Sonia Sotomayor's memoir "My Beloved World," scheduled for release in January, tells her rags-to-riches stories in more personal detail than might be expected from a Supreme Court justice.
From the tenements of the South Bronx to the ivy towers of Princeton and Yale to the venerated chambers of the Supreme Court, Supreme Court Justice Sonia Sotomayor’s rags-to-riches story is the focus of her forthcoming memoir, “My Beloved World,” to be published by Knopf in January.
Sotomayor, the first Latina and third woman to be appointed to the Supreme Court, received an advance of nearly $1.2 million for the book, which will be published simultaneously in English and Spanish. According to the AP, which received an advance copy of the memoir, Sotomayor is unusually candid, recounting stories of losing her father to alcoholism and her cousin to AIDS, as well as explaining her own battles with diabetes, a disease which played a big part in her decision not to have children. One area into which the book does not delve: her years serving as a Supreme Court justice and as a US district and appeals court judge.

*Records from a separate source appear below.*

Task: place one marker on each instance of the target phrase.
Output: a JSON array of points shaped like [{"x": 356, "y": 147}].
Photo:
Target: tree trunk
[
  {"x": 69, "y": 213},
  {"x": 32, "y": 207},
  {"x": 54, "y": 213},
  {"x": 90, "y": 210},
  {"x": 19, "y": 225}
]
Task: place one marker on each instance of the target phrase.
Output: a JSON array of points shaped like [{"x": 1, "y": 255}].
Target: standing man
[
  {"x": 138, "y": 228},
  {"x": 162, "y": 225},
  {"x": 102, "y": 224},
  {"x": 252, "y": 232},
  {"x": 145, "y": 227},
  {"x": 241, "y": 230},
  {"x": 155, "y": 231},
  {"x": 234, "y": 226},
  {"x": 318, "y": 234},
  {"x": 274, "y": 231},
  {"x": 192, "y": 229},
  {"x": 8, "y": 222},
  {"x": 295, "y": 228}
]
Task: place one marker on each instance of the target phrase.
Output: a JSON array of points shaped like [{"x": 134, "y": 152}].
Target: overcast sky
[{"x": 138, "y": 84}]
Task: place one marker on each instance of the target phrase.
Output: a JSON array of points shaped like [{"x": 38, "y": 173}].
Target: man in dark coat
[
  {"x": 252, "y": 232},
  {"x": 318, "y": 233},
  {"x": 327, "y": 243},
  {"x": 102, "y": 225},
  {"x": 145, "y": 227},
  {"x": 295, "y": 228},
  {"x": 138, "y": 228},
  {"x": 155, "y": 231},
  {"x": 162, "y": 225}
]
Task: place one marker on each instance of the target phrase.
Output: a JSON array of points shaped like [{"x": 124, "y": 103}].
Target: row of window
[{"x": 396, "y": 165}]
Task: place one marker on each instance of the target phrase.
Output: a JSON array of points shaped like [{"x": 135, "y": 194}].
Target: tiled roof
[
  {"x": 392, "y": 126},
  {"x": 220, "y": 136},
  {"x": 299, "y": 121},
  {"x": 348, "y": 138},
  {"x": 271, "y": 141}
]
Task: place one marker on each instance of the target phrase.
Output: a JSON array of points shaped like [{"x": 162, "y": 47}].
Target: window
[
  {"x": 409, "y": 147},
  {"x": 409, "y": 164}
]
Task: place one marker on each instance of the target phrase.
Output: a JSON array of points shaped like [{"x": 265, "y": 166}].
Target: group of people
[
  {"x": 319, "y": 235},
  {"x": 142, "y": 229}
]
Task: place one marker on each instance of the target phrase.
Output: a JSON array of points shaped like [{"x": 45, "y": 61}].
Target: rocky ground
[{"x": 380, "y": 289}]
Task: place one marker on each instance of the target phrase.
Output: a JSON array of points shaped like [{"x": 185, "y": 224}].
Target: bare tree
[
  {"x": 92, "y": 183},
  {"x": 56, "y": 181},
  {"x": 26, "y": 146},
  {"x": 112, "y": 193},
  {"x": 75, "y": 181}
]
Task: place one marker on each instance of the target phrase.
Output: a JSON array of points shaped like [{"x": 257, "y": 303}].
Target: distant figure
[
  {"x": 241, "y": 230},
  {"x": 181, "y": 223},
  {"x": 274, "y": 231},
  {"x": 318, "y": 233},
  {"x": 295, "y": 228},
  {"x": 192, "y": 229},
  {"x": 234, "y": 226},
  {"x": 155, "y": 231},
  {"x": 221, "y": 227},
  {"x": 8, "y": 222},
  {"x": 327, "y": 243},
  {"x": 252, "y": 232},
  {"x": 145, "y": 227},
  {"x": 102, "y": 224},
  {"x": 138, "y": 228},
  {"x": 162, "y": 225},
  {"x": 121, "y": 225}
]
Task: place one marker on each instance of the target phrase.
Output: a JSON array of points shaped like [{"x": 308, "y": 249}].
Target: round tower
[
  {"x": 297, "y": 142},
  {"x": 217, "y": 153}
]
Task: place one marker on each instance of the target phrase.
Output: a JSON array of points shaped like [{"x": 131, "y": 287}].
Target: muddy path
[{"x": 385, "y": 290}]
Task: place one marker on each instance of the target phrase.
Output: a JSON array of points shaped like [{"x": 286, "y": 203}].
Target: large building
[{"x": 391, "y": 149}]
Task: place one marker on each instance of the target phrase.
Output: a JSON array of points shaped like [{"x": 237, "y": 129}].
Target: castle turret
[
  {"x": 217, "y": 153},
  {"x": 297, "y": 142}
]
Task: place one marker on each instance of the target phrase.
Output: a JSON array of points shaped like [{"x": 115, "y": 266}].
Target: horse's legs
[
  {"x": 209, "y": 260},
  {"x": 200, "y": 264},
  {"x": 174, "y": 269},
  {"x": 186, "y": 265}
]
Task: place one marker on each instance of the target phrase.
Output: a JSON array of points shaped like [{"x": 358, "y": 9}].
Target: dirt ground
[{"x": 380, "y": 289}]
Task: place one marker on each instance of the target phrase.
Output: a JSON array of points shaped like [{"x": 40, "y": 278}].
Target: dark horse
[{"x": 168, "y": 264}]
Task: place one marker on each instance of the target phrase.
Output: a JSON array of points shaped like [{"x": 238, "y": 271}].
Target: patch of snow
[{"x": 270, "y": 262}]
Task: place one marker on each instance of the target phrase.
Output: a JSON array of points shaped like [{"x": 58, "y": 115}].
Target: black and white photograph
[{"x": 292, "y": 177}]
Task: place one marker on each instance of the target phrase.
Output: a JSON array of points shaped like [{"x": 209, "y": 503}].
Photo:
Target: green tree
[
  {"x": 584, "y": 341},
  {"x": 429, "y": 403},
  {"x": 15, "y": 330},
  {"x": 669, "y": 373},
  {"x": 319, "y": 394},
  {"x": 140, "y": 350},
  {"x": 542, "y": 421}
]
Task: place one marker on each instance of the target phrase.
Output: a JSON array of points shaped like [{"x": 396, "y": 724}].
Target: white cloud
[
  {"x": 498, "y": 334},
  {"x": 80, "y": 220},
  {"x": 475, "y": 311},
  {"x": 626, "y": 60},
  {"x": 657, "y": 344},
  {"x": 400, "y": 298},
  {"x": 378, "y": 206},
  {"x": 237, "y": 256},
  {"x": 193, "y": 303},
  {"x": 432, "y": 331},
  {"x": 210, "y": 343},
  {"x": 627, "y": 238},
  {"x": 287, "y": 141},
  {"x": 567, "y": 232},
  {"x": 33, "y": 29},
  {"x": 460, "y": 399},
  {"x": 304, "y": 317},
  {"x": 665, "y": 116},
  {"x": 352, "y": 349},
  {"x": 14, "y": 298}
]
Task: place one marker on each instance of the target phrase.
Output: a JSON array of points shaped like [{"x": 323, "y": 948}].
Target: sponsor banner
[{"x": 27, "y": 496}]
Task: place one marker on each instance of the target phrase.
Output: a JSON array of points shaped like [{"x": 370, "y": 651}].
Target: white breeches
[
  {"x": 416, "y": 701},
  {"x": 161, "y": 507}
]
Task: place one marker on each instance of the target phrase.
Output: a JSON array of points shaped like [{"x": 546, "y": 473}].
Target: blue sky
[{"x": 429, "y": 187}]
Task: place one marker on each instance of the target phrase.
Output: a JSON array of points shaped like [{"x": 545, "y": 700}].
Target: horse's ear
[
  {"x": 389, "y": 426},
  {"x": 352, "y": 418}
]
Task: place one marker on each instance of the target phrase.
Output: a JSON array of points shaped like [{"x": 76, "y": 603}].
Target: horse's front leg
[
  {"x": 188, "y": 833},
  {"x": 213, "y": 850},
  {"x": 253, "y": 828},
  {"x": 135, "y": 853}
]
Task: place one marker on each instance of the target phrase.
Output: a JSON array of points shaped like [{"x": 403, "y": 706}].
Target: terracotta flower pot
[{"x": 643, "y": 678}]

The children of Puerto Rican natives, Sotomayor grew up in a tenement in the South Bronx where English was rarely spoken. Her family was so poor that they never had a bank account, according to early reviews of the book. She was diagnosed with diabetes at just eight and lost her father to alcoholism when she was nine.
The 58-year-old’s lifelong battle with diabetes colored much of her life. In the book she recounts several episodes in which she blacks out and is found unconscious, “including by a roommate at Princeton, a client in Venice, Italy, and a friend’s barking dog.”